Created: January 27, 2022
Modified: February 10, 2022
Modified: February 10, 2022
ensemble
This page is from my personal notes, and has not been specifically reviewed for public consumption. It might be incomplete, wrong, outdated, or stupid. Caveat lector.- Often we think of ensembles in the context of supervised learning: we have some algorithm that learns X -> y mappings, and by running it multiple times we learn multiple X -> y mappings. Then averaging or otherwise aggregating the predicted y's tends to work better than using any single mapping.
- Special cases of this are bagging (where the algorithm is to train a model on a bootstrap subsample of the data), boosting (the algorithm is to use weighted data, and you run it multiple times in sequence adjusting the weights), and stacking (each training run uses a different model type, and then you separately learn the optimal weights for each model).
- But the idea is more general and works for unsupervised learning too. One can ensemble general density estimators, e.g., by taking a mixture, or a product of experts.
- Ensembling is good for the same reason that diversification is: it reduces variance. If there are many models compatible with the data, and your training algorithm effectively chooses one at random, then you've introduced variance into your predictions. Using all compatible models averages away that variance.

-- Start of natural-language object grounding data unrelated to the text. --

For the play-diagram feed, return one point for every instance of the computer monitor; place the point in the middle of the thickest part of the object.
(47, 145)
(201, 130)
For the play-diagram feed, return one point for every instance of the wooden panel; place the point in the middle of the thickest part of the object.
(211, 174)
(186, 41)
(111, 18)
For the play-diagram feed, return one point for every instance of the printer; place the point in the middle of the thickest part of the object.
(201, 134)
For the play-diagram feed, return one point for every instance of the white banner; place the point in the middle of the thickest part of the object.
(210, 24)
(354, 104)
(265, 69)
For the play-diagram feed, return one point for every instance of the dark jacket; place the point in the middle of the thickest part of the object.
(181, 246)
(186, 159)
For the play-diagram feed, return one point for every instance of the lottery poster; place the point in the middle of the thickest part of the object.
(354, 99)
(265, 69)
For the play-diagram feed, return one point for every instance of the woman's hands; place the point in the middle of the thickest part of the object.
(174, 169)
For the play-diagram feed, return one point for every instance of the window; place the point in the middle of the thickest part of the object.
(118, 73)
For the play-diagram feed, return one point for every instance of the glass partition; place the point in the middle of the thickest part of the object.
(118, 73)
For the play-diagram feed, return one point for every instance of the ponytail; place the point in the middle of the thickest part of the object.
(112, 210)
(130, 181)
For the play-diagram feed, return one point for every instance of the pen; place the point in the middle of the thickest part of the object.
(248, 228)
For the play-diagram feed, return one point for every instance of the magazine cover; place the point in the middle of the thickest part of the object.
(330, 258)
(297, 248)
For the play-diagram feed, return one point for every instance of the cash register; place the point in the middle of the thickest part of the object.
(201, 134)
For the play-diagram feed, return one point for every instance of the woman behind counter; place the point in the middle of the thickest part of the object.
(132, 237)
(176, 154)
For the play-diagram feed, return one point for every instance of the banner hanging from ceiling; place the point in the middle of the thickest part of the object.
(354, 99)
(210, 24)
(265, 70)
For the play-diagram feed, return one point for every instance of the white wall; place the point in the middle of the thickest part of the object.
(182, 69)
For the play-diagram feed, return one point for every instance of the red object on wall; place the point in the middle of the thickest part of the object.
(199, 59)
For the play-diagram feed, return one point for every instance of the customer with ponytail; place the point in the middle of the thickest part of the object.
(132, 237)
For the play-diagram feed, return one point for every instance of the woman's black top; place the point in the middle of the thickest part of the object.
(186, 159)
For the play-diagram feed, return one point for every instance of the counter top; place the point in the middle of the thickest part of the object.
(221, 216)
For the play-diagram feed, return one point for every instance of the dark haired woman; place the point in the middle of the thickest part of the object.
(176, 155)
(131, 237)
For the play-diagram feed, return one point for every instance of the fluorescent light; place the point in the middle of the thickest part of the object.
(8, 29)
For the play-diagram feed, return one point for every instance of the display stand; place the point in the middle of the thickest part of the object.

- Ensembling also enlarges the hypothesis space. A mixture of decision stumps is much more flexible than a single one; a mixture of Gaussians is much more flexible than a single Gaussian.
- Interestingly, while a mixture of Gaussians can represent anything, a product of Gaussians is just another Gaussian. So we'd like to say that mixtures are 'more more powerful'. But this ignores the unique advantages of product models. (as Hinton says, a mixture of experts is at most as sharp as its sharpest expert, while a product of experts is at least as sharp).
- Bayesian connections with ensembling:
- We can think of a Bayesian predictive distribution as an ensemble: if many different mappings within our hypothesis class are compatible with the data, then we should integrate over all of them in making predictions.
- Of course, usually our hypothesis class doesn't contain the true data-generating process. In this case, posterior probability will concentrate on a single, wrong hypothesis.
- The same thing happens at the meta level when doing Bayesian model comparison. Given a set of possible models, posterior probability will concentrate on one of them even if an ensemble would be better. See Bayesian model averaging is not model combination.
- Under the 'enlarged hypothesis space' story, the proper way to treat this case is by defining a prior over ensembles, and doing inference in that model. For example, instead of doing Bayesian model comparison between a Gaussian and a Laplace distribution, just fit a mixture of a Gaussian and a Laplace component, or perhaps a product of experts.